Hidden off to the side at MOCA’s mammoth Under The Big Black Sun: California Art 1974-1981 exhibition were some photos from Chauncey Hare. I’d never run across his name before, but his work (mostly post-hippie, pre-yuppie California corporate anonymous) was compelling enough for me to try to dig up some information (and write this blog post). His bio is frustratingly short

Chauncey Hare does not define himself as a photographer, but instead an engineer, a family therapist and, above all, a protester. Funded by three Guggenheim Fellowships and three National Endowment Fellowships, he spent only a short period of his life making photographs.
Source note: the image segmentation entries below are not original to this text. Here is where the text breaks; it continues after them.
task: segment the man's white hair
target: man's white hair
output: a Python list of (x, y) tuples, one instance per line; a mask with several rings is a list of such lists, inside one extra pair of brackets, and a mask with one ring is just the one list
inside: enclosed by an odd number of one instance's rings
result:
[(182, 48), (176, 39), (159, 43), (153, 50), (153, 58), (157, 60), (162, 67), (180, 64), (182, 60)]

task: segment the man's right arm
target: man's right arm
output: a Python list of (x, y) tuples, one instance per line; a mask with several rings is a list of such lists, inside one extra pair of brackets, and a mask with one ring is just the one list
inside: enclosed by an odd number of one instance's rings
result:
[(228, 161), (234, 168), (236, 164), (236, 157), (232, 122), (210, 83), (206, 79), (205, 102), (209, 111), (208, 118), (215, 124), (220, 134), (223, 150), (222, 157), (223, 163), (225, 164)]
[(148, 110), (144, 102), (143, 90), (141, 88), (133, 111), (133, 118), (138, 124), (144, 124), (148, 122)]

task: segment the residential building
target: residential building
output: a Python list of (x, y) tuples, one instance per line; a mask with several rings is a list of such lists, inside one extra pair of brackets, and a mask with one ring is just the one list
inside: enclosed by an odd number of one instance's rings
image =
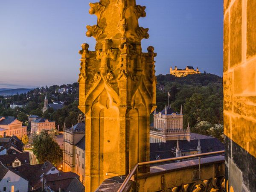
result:
[(16, 136), (0, 138), (0, 155), (23, 153), (24, 144)]
[(14, 170), (15, 172), (21, 174), (29, 181), (29, 191), (42, 187), (44, 175), (61, 172), (48, 161), (42, 164), (16, 167)]
[(31, 121), (31, 133), (39, 134), (43, 130), (50, 130), (55, 129), (55, 122), (39, 118)]
[(183, 129), (183, 114), (180, 106), (180, 114), (174, 111), (169, 106), (157, 113), (154, 113), (154, 122), (151, 125), (150, 131), (150, 143), (166, 143), (171, 140), (190, 140), (189, 125), (186, 130)]
[(84, 122), (78, 123), (64, 130), (63, 171), (76, 173), (83, 183), (84, 175), (85, 134)]
[(216, 151), (223, 150), (224, 148), (224, 143), (218, 139), (210, 137), (190, 141), (186, 140), (169, 140), (166, 143), (150, 143), (150, 160)]
[(28, 152), (0, 155), (0, 161), (4, 166), (8, 167), (15, 168), (30, 165), (29, 153)]
[(3, 137), (15, 135), (21, 139), (26, 134), (26, 128), (13, 116), (0, 116), (0, 135)]
[(0, 191), (27, 192), (28, 183), (21, 174), (0, 162)]
[(65, 192), (73, 179), (79, 180), (79, 176), (71, 172), (46, 175), (44, 176), (44, 191), (46, 192)]
[(197, 67), (196, 70), (195, 70), (194, 67), (192, 66), (186, 66), (185, 69), (178, 69), (177, 66), (173, 70), (172, 68), (170, 68), (170, 74), (175, 76), (177, 77), (184, 77), (188, 75), (193, 74), (201, 73), (198, 68)]

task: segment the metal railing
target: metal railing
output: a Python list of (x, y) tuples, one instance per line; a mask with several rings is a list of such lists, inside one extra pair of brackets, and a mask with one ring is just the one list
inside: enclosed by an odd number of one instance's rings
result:
[[(131, 177), (133, 176), (136, 174), (136, 188), (137, 187), (137, 175), (138, 175), (138, 168), (139, 166), (150, 165), (151, 164), (158, 163), (159, 163), (166, 162), (167, 161), (172, 161), (178, 160), (181, 160), (183, 159), (190, 159), (191, 158), (198, 157), (198, 165), (199, 169), (199, 178), (200, 178), (200, 169), (201, 169), (201, 157), (204, 156), (206, 156), (207, 155), (211, 155), (216, 154), (220, 154), (224, 153), (225, 151), (218, 151), (210, 152), (209, 153), (202, 153), (200, 154), (196, 154), (195, 155), (188, 155), (186, 156), (180, 157), (173, 157), (169, 158), (168, 159), (161, 159), (160, 160), (154, 160), (153, 161), (146, 161), (145, 162), (139, 163), (135, 165), (134, 168), (131, 169), (129, 174), (127, 175), (125, 179), (122, 183), (120, 188), (117, 191), (118, 192), (122, 192), (124, 191), (124, 189), (126, 187), (129, 182), (131, 180)], [(137, 190), (137, 189), (136, 189)]]

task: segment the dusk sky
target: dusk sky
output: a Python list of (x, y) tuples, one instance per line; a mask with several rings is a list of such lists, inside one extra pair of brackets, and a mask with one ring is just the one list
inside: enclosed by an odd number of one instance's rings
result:
[[(77, 81), (81, 44), (93, 50), (86, 26), (96, 23), (91, 0), (0, 1), (0, 88), (33, 88)], [(186, 65), (222, 76), (222, 0), (137, 0), (150, 37), (156, 75)]]

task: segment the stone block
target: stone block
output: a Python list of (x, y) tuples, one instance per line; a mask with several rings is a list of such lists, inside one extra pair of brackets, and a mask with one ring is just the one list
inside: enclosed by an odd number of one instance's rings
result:
[(226, 136), (230, 138), (231, 125), (230, 117), (225, 111), (223, 112), (223, 120), (224, 123), (224, 134)]
[(235, 2), (231, 7), (230, 14), (230, 59), (232, 67), (239, 64), (242, 57), (241, 0)]
[(233, 106), (234, 113), (256, 121), (256, 97), (234, 97)]
[(256, 1), (247, 2), (247, 58), (256, 55)]
[(233, 99), (233, 73), (223, 75), (223, 108), (231, 111)]
[(231, 125), (232, 140), (256, 157), (256, 122), (234, 116)]
[(223, 32), (223, 72), (228, 69), (228, 52), (229, 49), (229, 14), (228, 13), (224, 19)]
[(224, 3), (223, 3), (224, 13), (225, 13), (226, 11), (228, 8), (228, 6), (229, 6), (230, 1), (231, 1), (231, 0), (224, 0)]
[(234, 70), (234, 93), (251, 94), (255, 91), (256, 61), (236, 67)]

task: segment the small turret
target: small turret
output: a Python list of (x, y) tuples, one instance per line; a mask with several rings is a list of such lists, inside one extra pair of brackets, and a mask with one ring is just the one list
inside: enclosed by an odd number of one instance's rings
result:
[(180, 156), (180, 148), (179, 147), (179, 139), (178, 139), (178, 140), (177, 140), (177, 146), (176, 147), (176, 157), (179, 157)]
[(200, 140), (198, 140), (198, 154), (201, 153), (201, 145), (200, 145)]

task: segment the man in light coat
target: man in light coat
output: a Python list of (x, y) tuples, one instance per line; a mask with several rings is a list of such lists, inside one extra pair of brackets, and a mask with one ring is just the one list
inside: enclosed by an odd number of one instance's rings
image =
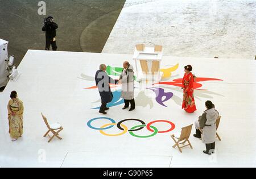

Frustrated by the photo art world, he photographed only intermittently to 1985, when he stopped making photographs altogether. In 2000, distrusting art museums, Hare donated all of his photographs and negatives to the Bancroft Library of the University of California in Berkeley. He has an engineering degree from Columbia University, an MFA from the San Francisco Art Institute, a Masters Degree in Organization Development from Pepperdine University, and a Masters Degree in Clinical Psychology from Sierra University. He and his wife Judith Wyatt are co-authors of the denial-breaking clinical handbook Work Abuse: How to Recognize and Survive It (1997). As a licensed family therapist Hare now helps working people – in person, on the phone, and on the internet – minimize the abuse they suffer as workers in their corporate and government jobs.

Amazon lists three books with enough poisonous reviews to bump them up on the “must track down” list.